1、什么是社区
如果一张图是对一片区域的描述的话,我们将这张图划分为很多个子图。当子图之内满足关联性尽可能大,而子图之间关联性尽可能低时,这样的子图我们可以称之为一个社区。
2、社区发现算法及评价标准
社区发现算法有很多,例如LPA,HANP,SLPA以及我们今天的主人公——Louvain。不同的算法划分社区的效果不尽相同。那么,如何评价这些算法孰优孰劣呢?

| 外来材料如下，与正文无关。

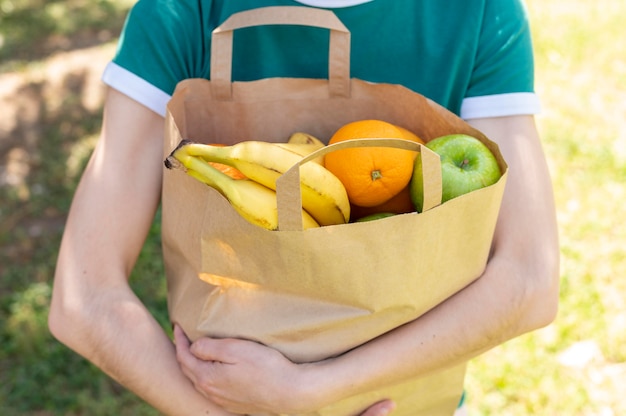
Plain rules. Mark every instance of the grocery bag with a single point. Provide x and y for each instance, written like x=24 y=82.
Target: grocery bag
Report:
x=317 y=293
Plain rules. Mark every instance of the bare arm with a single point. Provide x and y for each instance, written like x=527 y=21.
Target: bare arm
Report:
x=517 y=293
x=93 y=309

用模块度modularity来衡量。模块度定义如下:模块度是评估一个社区网络划分好坏的度量方法,它的物理含义是社区内节点的连边数与随机情况下的边数只差,它的取值范围是 [−1/2,1)。可以简单地理解为社区内部所有边权重和减去与社区相连的边权重和。
Louvain算法
一种基于模块度的图算法模型,与普通的基于模块度和模块度增益不同的是,该算法速度很快,而且对一些点多边少的图,进行聚类效果特别明显。
算法流程:
1、初始时将每个顶点当作一个社区,社区个数与顶点个数相同。
2、依次将每个顶点与之相邻顶点合并在一起,计算它们的模块度增益是否大于0,如果大于0,就将该结点放入该相邻结点所在社区。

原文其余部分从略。